If you don’t like stocks and bonds, you can invest in something safer, like gold. But if commodities aren’t your bag, how about Iraqi dinar? One reader bought 1 million Iraqi dinar in the hopes that the currency will go up so she can exchange the money for dollars and make a profit.
She paid $700 for the currency five years ago and now it’s worth about $850. Is this a wise investment strategy? The Rumor Doctor decided to look into the mysterious world of finance.
Please understand that The Doctor is not a financial adviser, so it would be better if you consulted with an expert before making a large investment, especially considering The Doctor’s retirement strategy is to spend his final days living in a tree somewhere in the Bahamas.
Buying Iraqi dinar means you run the risk that the Iraqi government could devalue its currency or change to a new form of paper money, said Boris Schlossberg, of the currency trading firm GFT.
“It’s not clear whether her currency could be recognized three or four years down the road,” Schlossberg said. “So there [are] quite a lot of pitfalls with that strategy, but it’s a highly speculative strategy, so that’s the high risk, high reward, so it may work out in fact if everything goes well.”
One thing to keep in mind is that U.S. troops cannot export Iraqi currency, Maj. Rob Philips, a U.S. military spokesman in Iraq, said in an e-mail.
"The potential for internet scams is also a real concern that should not be casually dismissed,” he said.
However, it is possible to get Iraqi dinar elsewhere in the Middle East. The reader bought hers in Kuwait City.
But the question remains: Will the Iraqi economy improve to the point that the dinar goes up in value significantly?
Michael O’Hanlon is in charge of the Brookings Institute’s Iraq Index, which compiles economic and security data on Iraq.

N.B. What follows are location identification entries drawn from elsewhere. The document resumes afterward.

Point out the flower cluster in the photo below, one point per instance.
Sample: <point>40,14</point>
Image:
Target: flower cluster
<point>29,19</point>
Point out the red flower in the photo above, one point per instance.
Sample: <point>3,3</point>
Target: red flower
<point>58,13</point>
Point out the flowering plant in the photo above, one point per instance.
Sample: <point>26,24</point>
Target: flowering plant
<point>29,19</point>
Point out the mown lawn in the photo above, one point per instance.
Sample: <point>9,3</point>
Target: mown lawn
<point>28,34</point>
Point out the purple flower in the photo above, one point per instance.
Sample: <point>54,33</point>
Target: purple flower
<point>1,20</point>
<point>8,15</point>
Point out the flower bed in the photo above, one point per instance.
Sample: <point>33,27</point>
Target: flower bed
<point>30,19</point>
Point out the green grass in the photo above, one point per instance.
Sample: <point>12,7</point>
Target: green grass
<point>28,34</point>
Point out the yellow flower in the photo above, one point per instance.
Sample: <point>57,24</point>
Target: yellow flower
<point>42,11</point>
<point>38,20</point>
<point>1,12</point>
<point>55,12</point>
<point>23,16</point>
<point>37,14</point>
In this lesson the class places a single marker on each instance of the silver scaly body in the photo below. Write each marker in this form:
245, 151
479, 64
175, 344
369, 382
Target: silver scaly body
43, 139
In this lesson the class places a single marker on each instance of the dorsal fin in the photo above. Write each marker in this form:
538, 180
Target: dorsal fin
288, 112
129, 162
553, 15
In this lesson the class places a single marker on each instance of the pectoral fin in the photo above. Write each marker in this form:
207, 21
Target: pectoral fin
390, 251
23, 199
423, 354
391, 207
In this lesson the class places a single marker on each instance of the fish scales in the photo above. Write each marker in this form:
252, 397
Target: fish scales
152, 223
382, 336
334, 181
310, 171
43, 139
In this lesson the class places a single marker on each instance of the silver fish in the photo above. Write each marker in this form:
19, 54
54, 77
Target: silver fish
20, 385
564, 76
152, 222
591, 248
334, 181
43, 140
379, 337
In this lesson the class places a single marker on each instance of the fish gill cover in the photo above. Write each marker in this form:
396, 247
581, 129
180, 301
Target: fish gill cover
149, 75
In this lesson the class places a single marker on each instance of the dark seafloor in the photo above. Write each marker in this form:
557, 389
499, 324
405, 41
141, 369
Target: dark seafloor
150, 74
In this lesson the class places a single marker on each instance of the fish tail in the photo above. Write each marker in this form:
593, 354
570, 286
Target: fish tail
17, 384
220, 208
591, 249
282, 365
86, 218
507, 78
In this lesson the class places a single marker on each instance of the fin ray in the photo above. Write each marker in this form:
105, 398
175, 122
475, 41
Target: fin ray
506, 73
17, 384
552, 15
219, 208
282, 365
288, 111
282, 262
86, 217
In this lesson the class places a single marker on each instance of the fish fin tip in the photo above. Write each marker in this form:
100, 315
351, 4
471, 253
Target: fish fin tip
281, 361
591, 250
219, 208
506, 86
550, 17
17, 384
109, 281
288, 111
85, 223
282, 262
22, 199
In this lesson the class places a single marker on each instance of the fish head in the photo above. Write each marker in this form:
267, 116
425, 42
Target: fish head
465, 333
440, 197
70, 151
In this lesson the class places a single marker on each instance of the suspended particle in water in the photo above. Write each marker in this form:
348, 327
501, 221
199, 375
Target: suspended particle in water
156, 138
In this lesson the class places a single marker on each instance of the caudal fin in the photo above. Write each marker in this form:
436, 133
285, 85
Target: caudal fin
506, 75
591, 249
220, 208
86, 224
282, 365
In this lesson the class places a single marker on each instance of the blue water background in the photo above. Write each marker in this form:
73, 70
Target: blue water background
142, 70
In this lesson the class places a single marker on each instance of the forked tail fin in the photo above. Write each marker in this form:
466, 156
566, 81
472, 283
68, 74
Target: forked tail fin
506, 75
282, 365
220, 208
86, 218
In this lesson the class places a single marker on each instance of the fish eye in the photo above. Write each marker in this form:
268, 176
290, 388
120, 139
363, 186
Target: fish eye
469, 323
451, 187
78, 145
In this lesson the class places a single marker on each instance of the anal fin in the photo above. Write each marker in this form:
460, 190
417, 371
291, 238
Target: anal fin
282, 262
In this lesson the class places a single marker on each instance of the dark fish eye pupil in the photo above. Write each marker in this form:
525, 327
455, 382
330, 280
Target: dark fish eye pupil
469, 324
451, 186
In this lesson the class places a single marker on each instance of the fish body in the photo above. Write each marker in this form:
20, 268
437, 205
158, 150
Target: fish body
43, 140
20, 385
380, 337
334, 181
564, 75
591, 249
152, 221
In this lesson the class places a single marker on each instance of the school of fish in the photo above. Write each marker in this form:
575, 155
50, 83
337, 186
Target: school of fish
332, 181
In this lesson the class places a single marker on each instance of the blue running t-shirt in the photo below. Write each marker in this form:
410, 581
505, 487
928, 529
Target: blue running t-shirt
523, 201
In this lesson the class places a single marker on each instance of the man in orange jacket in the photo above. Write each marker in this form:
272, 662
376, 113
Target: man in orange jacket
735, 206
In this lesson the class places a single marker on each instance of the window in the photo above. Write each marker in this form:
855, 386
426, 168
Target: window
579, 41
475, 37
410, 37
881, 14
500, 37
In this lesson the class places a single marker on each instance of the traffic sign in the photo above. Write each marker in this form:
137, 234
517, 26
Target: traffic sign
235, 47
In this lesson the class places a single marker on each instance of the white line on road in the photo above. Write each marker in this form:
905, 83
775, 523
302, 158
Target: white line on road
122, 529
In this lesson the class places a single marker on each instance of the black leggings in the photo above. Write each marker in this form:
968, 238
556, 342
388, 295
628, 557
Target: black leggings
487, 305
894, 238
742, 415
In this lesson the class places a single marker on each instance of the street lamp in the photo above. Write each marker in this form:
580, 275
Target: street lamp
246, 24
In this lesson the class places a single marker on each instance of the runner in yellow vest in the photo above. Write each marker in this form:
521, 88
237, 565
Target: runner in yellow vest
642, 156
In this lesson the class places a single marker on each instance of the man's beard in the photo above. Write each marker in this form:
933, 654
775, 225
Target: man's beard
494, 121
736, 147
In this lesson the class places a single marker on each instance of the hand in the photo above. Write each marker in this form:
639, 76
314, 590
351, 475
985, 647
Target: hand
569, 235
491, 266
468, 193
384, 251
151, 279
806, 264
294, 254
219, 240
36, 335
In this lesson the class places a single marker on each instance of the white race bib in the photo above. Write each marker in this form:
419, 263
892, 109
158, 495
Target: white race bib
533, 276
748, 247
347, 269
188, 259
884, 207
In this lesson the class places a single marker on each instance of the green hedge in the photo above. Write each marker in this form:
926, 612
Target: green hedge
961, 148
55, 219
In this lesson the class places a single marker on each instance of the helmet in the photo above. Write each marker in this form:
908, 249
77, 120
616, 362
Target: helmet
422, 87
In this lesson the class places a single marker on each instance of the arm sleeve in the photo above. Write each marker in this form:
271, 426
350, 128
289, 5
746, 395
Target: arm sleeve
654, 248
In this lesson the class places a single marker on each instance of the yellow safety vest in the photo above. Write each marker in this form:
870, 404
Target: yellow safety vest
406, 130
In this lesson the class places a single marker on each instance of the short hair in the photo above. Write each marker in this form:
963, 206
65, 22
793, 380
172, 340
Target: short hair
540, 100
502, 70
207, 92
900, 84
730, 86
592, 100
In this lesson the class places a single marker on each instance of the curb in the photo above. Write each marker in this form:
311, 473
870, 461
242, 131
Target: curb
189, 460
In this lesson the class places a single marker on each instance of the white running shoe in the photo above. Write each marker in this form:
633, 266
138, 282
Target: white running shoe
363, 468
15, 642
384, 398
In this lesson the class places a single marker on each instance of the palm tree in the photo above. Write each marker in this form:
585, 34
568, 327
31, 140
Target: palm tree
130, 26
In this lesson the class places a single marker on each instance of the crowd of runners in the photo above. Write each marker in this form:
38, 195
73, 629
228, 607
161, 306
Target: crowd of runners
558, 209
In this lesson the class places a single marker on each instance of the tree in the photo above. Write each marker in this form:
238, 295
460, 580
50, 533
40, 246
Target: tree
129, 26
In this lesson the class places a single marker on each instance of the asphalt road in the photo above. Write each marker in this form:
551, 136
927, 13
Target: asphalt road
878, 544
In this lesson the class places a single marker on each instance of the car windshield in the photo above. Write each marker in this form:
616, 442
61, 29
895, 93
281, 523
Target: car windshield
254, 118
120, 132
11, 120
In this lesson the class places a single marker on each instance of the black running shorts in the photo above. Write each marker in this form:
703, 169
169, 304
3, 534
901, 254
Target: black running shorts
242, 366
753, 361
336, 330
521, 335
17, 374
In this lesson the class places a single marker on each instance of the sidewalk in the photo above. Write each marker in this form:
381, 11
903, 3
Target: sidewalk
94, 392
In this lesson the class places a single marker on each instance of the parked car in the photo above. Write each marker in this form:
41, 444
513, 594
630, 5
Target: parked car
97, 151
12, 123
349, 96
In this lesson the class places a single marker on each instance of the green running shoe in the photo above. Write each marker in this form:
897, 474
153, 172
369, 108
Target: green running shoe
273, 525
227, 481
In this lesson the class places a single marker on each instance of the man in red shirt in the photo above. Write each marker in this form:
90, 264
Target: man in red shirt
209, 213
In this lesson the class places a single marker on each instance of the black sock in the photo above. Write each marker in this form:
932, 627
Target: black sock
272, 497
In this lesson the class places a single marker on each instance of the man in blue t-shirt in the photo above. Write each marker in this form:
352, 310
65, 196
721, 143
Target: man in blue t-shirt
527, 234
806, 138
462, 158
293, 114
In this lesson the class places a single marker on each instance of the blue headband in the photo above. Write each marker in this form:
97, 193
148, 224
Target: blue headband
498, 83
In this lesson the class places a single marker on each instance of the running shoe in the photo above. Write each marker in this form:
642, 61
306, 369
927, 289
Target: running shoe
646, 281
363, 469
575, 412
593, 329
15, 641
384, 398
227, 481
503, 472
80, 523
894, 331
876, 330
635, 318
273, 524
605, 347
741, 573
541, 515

He said the Iraqi economy is expected to grow slowly because violence is still too high for most investors.
“I wouldn’t invest a lot of dollars in dinar unless your time horizon is five years or more,” O’Hanlon said in an e-mail.
But even if the Iraqi economy grows, buying Iraqi dinar is not a sound investment, said John Nagl, president of the Center for a New American Security, a Washington think tank.
“Dinars, like any currency, can be counterfeited, stolen, lost, or inflated by the issuing government,” Nagl said in an e-mail. “They don’t pay dividends while you’re holding them, and exchange rates can eat away any gains they make over time.” U.S. troops would be better off investing in something that they don’t have to physically safeguard and which pays a dividend, he said.
THE RUMOR DOCTOR’S DIAGNOSIS: You may make some money from buying Iraqi dinar, but it is far from the safest or the most certain investment you can make. That said, there is no certain path to riches, as evidenced by the fall of Bear Stearns, Lehman Brothers and MC Hammer.